Everything has its time. The seasons change, people grow and mature, and things end. Letting go is sometimes a hard concept to handle, but a necessity of life. Whether it is letting go of a person, or ending a relationship, moving to a new city/state, changing jobs, or death, it is important to accept the change and move on. You cannot enjoy spring if you refuse to let winter end.

People come into our lives for various reasons and seasons. Letting go of someone and detaching yourself from the relationship is essential to progress. If you are constantly looking behind you, you will never see where your future is taking you. It can be painful, to let go, relinquish a long term relationship, say goodbye to a loved one who has passed; but all of it is necessary to appreciate the future and what it holds. I cannot speak from experience about losing a loved one, but I understand that in order to maintain a healthy relationship with yourself, you must accept the change. Life is never easy. Love is not always kind.
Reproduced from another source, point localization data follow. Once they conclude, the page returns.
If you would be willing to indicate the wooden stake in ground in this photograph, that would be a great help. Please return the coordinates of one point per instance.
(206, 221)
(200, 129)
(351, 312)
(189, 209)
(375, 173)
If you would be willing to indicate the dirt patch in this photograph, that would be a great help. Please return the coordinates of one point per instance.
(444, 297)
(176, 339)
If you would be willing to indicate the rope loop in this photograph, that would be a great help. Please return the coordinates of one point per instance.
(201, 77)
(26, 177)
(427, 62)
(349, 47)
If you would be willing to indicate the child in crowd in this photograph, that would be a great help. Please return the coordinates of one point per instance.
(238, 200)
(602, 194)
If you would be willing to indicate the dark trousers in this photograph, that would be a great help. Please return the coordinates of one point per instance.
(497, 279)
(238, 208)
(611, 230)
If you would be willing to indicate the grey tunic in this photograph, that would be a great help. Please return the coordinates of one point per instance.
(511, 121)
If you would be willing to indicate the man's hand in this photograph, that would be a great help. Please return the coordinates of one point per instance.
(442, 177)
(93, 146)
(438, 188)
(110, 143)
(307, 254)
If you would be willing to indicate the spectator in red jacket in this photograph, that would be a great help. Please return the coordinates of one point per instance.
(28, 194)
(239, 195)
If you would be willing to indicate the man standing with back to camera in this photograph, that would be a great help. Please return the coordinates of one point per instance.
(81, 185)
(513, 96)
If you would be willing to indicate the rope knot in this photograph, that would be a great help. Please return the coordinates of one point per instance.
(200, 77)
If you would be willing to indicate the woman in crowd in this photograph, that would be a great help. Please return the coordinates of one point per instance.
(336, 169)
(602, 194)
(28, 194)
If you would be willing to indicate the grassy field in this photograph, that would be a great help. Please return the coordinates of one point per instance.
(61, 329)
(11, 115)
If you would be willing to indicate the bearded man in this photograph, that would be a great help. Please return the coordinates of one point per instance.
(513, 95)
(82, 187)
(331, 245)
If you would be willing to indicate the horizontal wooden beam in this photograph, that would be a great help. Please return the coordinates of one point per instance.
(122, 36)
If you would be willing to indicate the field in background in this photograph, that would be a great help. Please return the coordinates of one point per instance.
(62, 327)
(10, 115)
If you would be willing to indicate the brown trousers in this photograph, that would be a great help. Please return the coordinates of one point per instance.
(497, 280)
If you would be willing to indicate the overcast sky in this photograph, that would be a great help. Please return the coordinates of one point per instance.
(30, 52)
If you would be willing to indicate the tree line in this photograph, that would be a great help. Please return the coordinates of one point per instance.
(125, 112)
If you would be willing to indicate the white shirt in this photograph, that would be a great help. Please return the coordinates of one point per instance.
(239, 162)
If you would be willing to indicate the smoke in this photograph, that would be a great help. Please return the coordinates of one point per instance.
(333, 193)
I have seen too many people focus on their pasts that they miss their futures. Life is passing them by because they are stuck in a point in their past. Your loved one would have wanted you to move on and enjoy life without them.

Relationships are tricky as well. Being with someone, building a life with them, is a powerful connection. Suddenly ending that relationship can be devastating, especially if children were involved. However, if we dwell on our failed past relationships, we are letting them dictate our future ones. We can never truly open up to someone else if we are constantly thinking of someone from years past. I believe that time heals all. The grief may never fully leave you, but you should not let it consume you. If you do, your life will always be in a shadow of sadness. Opportunities for happiness are squandered because they are overshadowed by grief and pain. Learn to accept what has happened, appreciate the time spent and shared, learn from the situation, and move on. I am not saying to erase your loved one from memory, or attempt to eradicate the years spent with a person, I am simply stating to take a fresh perspective and change your outlook on what happened. Say, “I am glad I have such fond memories of [deceased love one]” or “At least I learned that I could not be with someone of a different faith”. You will find that you grow as a person when you choose to let the pain go and accept new life.

Tragedy can either make us stronger, or break us down. Time, love and support from others, and self-esteem will be your armor against negativity. Move forward with your eyes on the future and let go of burdens of the past.